OpenVPN is used by default as the core of NordVPN client for Linux. It is a well-known VPN system that focuses on security and reliability, and is open source as well.

However, it is not the only option that you can use. Wireguard is an OpenVPN replacement that is generally perceived to give better performance, and has been under heavy development in the recent years, and hence you can give it a try.

Wireguard is implemented under the name “NordLynx” in NordVPN for Linux, and you can use it by default instead of OpenVPN by applying the following command in the terminal:

nordvpn set technology nordlynx

4. Kill Switch

Kill switch is a common feature in VPN providers which prevents your system from making any connection anywhere without using a VPN. In this way, in case your network gets disconnected or some system issues happen, your real identity (Real IP address) will never be leaked because of the unmasked connections which happened after the VPN disconnection.

In other simpler words, your VPN connection will have to be turned on in order to connect to the Internet. Otherwise, your system won’t be able to make any connections.

To turn on kill switch on NordVPN for Linux, apply the following command:

nordvpn set killswitch

You may also need to turn on the auto-connect feature, so that you avoid having to manually connect to the VPN server each time you get disconnected.

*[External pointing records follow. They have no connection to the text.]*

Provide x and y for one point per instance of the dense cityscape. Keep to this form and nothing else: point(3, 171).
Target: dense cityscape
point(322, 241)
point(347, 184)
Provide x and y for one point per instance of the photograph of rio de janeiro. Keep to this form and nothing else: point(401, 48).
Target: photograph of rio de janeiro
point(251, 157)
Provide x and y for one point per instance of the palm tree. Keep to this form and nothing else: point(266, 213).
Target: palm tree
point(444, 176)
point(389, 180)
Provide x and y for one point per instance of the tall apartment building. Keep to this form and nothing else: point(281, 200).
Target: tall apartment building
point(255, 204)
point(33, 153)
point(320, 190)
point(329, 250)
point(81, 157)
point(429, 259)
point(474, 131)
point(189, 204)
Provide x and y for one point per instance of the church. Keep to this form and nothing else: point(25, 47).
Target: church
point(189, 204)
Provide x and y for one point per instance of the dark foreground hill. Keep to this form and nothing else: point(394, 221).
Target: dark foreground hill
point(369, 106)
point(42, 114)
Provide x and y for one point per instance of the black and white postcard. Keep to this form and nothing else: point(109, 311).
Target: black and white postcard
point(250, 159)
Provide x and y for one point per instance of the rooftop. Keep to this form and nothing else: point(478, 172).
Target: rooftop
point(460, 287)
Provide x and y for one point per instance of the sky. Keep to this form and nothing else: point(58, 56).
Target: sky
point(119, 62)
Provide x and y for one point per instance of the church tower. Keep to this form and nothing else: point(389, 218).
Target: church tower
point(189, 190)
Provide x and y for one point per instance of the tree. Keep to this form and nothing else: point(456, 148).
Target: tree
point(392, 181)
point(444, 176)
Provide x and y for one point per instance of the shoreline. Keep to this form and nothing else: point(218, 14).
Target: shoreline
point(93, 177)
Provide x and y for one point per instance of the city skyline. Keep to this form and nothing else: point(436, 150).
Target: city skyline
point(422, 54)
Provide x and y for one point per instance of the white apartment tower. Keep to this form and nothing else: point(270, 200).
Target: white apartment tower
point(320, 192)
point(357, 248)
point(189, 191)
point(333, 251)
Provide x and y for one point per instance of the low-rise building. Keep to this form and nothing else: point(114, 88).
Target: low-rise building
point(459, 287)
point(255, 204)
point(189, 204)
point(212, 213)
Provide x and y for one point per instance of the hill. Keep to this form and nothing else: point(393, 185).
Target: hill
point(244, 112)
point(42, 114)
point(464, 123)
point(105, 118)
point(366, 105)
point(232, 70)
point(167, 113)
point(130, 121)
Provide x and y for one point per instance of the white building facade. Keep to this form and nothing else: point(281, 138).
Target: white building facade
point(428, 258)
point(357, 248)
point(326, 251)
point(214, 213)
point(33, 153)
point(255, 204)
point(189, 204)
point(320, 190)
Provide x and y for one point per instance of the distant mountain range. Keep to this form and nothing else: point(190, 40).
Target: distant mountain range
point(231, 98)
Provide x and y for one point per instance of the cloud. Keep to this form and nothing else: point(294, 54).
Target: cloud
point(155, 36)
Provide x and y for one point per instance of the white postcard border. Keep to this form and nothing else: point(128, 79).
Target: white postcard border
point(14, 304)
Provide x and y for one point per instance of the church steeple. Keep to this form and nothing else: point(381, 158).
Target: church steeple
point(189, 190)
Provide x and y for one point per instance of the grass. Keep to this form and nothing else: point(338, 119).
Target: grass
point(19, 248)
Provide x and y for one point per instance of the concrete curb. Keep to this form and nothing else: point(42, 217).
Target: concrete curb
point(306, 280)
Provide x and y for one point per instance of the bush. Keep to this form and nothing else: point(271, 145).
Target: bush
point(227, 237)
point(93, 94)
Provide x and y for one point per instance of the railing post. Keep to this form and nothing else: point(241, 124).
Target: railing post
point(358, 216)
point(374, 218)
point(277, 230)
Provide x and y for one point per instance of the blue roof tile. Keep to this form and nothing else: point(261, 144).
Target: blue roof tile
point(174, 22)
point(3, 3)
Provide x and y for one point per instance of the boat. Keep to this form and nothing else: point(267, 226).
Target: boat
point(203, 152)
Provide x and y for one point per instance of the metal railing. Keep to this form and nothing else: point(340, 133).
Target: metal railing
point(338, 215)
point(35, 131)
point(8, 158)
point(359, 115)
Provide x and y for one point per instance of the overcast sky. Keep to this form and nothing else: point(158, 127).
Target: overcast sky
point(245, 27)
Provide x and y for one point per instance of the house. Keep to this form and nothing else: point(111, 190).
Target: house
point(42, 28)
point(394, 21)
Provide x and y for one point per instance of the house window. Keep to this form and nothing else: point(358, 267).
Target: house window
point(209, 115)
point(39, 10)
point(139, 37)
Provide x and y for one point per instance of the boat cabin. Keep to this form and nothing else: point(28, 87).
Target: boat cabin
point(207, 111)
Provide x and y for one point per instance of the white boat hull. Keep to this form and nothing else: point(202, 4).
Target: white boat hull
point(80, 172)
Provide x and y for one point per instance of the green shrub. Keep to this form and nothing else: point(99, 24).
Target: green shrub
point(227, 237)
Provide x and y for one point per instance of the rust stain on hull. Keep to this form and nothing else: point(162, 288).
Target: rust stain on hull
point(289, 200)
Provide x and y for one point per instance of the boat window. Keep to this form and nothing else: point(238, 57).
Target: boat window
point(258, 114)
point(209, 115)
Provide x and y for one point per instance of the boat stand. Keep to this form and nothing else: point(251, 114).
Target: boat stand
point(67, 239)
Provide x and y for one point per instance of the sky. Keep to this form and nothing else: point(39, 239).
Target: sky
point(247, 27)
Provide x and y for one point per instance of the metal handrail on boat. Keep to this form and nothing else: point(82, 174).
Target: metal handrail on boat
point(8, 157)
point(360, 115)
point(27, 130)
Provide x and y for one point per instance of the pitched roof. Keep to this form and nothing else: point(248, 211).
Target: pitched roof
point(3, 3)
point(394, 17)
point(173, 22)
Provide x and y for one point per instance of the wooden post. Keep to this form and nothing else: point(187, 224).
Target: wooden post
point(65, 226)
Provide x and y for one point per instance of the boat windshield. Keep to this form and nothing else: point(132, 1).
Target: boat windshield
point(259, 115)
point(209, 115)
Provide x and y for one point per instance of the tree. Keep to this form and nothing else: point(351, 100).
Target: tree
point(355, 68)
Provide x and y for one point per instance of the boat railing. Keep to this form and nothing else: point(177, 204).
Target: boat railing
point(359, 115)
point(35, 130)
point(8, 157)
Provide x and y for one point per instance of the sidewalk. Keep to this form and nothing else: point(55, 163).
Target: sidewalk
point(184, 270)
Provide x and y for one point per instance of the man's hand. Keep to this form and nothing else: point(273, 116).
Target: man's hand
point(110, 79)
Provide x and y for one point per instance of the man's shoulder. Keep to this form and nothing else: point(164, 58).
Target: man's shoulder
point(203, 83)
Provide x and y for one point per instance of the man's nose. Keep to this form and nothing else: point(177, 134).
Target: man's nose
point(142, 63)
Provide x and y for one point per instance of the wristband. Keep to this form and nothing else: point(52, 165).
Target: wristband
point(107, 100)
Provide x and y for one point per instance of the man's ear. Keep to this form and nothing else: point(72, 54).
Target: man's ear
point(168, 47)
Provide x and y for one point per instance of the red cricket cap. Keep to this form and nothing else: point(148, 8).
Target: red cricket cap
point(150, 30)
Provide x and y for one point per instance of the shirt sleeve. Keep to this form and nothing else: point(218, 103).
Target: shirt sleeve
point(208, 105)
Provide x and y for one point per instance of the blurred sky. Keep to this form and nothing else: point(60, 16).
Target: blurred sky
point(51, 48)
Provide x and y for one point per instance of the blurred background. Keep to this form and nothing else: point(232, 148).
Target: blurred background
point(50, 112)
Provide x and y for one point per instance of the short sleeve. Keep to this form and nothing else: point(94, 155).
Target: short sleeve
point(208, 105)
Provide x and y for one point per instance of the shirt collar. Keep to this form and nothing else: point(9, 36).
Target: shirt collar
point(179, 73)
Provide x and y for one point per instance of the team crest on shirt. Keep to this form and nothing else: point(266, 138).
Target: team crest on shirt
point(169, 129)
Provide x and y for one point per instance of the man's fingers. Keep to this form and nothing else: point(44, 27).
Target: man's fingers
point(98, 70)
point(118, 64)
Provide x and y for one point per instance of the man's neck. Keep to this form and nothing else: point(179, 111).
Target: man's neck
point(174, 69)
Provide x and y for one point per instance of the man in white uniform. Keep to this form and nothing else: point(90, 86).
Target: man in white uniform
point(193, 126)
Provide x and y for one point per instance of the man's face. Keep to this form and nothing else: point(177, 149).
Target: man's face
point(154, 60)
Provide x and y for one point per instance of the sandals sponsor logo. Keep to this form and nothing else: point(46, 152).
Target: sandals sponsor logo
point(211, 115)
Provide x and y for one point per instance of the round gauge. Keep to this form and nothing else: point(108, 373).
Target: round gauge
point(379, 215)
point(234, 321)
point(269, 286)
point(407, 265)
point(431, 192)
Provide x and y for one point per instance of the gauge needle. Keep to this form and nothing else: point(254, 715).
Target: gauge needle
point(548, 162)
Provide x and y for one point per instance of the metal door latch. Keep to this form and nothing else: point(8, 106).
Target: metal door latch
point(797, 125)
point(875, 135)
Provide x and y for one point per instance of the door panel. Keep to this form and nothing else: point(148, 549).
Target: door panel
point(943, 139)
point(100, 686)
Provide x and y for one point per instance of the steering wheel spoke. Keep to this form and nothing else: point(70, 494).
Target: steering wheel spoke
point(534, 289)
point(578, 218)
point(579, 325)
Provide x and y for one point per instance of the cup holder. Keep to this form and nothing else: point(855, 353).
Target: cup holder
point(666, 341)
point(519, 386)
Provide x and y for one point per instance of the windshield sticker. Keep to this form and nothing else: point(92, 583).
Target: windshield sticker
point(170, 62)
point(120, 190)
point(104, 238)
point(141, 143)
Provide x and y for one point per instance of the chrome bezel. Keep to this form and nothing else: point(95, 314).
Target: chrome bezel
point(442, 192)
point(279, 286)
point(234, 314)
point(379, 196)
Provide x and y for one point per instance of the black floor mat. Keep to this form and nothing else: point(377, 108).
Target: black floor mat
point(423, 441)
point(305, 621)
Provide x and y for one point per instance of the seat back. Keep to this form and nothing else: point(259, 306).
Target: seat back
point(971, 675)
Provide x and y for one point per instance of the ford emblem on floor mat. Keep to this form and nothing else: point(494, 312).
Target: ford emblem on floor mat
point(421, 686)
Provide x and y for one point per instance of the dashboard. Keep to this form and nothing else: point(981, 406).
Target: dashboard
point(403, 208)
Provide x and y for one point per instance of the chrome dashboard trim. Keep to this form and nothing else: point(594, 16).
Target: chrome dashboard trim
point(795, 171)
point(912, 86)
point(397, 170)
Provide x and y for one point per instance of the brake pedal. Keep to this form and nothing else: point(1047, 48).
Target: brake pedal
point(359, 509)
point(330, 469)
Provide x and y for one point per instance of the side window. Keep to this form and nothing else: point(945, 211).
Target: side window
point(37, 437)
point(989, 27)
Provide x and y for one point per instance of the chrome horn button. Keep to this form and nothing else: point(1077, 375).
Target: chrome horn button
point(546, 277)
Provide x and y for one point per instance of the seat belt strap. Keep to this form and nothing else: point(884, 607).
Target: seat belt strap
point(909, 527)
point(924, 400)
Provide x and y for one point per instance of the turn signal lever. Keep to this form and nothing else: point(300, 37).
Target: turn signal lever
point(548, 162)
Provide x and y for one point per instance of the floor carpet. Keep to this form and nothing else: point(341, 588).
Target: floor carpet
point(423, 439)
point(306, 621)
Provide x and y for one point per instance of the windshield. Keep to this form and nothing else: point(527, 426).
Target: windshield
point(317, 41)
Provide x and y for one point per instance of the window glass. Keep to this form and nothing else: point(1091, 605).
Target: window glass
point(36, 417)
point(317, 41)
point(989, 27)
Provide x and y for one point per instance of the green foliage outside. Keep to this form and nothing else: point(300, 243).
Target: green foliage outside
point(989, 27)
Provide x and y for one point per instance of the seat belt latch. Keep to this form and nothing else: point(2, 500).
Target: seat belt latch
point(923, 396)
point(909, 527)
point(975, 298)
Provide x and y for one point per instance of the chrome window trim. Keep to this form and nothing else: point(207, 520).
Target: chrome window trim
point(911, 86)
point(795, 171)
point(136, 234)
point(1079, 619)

You can do it with the following command:

nordvpn set autoconnect on romania

And by replacing romania with the country name you want (You can also replace it with specific server such as us2435).

5. Set Custom DNS for NordVPN

NordVPN uses its own DNS servers by default, which are used to resolve the URLs of websites you visit on the Internet. However, you can use a different DNS provider if you wish to.

Just run the following command:

nordvpn set dns 1.1.1.1 1.0.0.1

And replace the DNS servers with the ones you want (The ones given above are for Cloudflare, by the way).

Final Remarks About NordVPN

So these are the most important options to know about while using NordVPN for Linux. It is a sad thing that the Linux client does not support split tunneling, which could have allowed you to exempt some apps from the kill switch feature in order to run them using your real IP address (And hence, real full speed).

Still, NordVPN is one of the cheapest and most common VPN providers in the market. There are other ones out there which could provide different features and give the same quality of privacy, such as ProtonVPN and MullvadVPN.